Friday, 17 July 2009

About Buddhism

What the Buddha taught is popularly known as Buddhism. Some people embrace Buddhism as a religion, while others think of it as a philosophy. However, Buddhism is too vast and too profound to be neatly placed in any single category. 

Buddhism is a way of moral, spiritual and intellectual training leading to complete freedom of mind. It is an intellectual approach to reality through mental development and purification. It is a method to get rid of miseries and to find liberation. Buddhism is a righteous way of life for the peace and happiness of every living being. 

While Buddhism can bring greater understanding on how to lead a good, worldly life, its main focus is how to gain spiritual liberation through the development of wisdom and mental culture. 

It is neither mere love of, nor inducing the search after wisdom, nor devotion (though they have their significance and bearing on mankind), but an encouragement of a practical application of the teaching that leads the follower to dispassion, enlightenment and final deliverance. 

The fountainhead of all Buddhism is this experience, called 'Enlightenment.' With this experience of Enlightenment, the Buddha began His Teaching not with any dogmatic beliefs or mysteries, but with a valid, universal experience, which He gave to the world as universal truth. 

Buddhism is a teaching which furnishes men with a guide to conduct that is in accord with its in-look, a teaching which enables those who give it heed to face life with fortitude and death with serenity, or a system to get rid of the ills of life. 

On the lower level, Buddhism teaches the individual how to adjust and cope with events and circumstances of daily life.

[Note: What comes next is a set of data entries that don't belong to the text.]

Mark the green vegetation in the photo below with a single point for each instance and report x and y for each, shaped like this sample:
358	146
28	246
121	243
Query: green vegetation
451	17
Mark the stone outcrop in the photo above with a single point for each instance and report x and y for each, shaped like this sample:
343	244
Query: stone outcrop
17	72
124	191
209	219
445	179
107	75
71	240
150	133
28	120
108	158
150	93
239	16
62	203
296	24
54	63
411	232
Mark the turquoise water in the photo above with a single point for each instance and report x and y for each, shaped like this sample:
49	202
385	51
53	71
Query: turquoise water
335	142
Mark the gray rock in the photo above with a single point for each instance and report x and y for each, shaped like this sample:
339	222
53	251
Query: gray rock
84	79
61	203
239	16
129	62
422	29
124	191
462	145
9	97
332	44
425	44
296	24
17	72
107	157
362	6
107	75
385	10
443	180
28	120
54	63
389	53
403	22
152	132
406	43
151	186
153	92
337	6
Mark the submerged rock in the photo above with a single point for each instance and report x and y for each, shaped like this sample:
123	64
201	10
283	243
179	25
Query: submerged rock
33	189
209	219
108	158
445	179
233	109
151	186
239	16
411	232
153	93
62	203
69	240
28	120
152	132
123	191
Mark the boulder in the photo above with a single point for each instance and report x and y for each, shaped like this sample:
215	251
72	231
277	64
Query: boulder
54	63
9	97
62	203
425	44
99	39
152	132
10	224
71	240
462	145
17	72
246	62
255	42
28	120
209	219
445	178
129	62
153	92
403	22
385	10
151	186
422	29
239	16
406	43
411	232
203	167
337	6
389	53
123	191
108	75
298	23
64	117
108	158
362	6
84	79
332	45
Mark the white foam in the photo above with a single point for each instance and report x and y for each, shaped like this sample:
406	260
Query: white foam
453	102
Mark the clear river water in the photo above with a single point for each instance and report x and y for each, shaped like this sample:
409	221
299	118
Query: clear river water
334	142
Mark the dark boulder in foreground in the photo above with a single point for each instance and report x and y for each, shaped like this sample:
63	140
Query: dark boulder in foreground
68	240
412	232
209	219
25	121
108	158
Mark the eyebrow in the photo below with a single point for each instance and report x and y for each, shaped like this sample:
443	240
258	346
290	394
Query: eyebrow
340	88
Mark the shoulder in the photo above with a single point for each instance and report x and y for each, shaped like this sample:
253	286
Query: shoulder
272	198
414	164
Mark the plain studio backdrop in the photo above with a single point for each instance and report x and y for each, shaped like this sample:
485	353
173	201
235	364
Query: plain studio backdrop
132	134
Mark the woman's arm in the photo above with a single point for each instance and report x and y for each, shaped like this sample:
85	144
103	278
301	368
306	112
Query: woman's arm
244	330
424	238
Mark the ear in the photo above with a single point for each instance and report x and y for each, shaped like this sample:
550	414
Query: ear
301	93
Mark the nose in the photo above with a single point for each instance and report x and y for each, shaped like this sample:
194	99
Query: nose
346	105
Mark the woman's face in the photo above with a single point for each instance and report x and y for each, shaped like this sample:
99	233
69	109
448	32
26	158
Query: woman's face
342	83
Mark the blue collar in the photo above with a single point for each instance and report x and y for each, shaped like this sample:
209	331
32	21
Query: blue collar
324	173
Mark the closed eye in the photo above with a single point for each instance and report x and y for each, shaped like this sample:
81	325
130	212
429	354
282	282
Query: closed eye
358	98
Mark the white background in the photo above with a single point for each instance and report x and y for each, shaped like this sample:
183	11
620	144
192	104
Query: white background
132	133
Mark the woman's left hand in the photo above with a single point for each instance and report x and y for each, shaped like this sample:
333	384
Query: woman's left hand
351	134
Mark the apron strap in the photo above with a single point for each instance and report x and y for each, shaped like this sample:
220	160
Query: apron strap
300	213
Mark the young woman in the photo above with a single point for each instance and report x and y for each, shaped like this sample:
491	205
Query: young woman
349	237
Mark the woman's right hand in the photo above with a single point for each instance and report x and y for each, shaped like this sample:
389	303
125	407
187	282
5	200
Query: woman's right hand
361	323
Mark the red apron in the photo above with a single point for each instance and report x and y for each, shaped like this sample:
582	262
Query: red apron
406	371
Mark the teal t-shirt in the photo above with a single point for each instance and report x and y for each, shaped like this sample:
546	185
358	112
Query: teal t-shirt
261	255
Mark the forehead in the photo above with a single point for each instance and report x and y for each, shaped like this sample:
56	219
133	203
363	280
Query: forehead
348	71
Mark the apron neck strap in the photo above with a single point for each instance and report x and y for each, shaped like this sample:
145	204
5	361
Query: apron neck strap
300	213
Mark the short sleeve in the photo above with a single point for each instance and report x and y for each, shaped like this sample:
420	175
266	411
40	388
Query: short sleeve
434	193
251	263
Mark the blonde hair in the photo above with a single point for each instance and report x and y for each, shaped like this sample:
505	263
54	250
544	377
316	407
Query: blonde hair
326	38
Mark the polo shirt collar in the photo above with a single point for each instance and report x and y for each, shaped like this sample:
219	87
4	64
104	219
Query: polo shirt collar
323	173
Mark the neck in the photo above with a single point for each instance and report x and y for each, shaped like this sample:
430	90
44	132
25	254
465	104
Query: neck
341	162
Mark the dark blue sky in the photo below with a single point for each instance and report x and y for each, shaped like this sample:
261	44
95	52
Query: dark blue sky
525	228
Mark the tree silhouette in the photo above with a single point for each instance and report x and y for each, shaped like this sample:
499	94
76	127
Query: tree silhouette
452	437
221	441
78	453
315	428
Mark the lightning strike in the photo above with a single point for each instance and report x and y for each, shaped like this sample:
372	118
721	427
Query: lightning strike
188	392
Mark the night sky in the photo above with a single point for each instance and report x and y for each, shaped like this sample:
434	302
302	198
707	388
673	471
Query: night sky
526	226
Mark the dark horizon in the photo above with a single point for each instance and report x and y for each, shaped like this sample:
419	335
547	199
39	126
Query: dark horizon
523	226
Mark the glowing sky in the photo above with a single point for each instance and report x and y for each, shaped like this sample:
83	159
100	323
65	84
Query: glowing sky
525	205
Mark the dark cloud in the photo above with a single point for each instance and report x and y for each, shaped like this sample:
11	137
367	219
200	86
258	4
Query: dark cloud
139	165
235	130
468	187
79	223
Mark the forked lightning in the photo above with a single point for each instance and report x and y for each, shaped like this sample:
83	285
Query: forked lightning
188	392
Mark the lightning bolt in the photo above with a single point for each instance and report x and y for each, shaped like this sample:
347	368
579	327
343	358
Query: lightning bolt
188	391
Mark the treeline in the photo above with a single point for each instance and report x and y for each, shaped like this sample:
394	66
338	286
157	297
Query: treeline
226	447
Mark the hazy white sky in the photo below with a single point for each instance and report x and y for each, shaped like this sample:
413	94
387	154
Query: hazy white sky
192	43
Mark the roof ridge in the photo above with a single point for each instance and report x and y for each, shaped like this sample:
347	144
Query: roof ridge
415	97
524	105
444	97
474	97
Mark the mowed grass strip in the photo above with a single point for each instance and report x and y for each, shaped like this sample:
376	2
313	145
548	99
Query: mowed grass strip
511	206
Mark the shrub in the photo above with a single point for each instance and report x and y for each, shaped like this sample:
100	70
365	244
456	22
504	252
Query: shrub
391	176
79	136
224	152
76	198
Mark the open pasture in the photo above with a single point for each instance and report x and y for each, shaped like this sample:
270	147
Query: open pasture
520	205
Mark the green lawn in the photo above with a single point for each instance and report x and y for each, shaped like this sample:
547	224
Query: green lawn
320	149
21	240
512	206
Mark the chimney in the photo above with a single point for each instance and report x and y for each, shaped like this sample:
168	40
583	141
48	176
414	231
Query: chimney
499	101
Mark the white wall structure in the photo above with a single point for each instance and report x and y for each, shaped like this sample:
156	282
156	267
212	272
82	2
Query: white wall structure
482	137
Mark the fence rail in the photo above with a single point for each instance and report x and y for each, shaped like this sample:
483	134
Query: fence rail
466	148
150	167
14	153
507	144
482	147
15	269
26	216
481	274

At the higher level, it represents the human endeavour to grow beyond oneself through the practice of mental culture or mind development.

Buddhism is not mere mumbo-jumbo, a myth told to entertain the human mind or to satisfy the human emotion, but a liberal and noble method for those who sincerely want to understand and experience the reality of life.

Buddhism has a complete system of mental culture concerned with gaining insight into the nature of things that leads to complete self-realization of the Ultimate Truth. This system is both practical and scientific; it involves dispassionate observation of emotional and mental states.

Buddhism also contains an excellent ethical code which is unparallel in its perfection and altruistic attitude.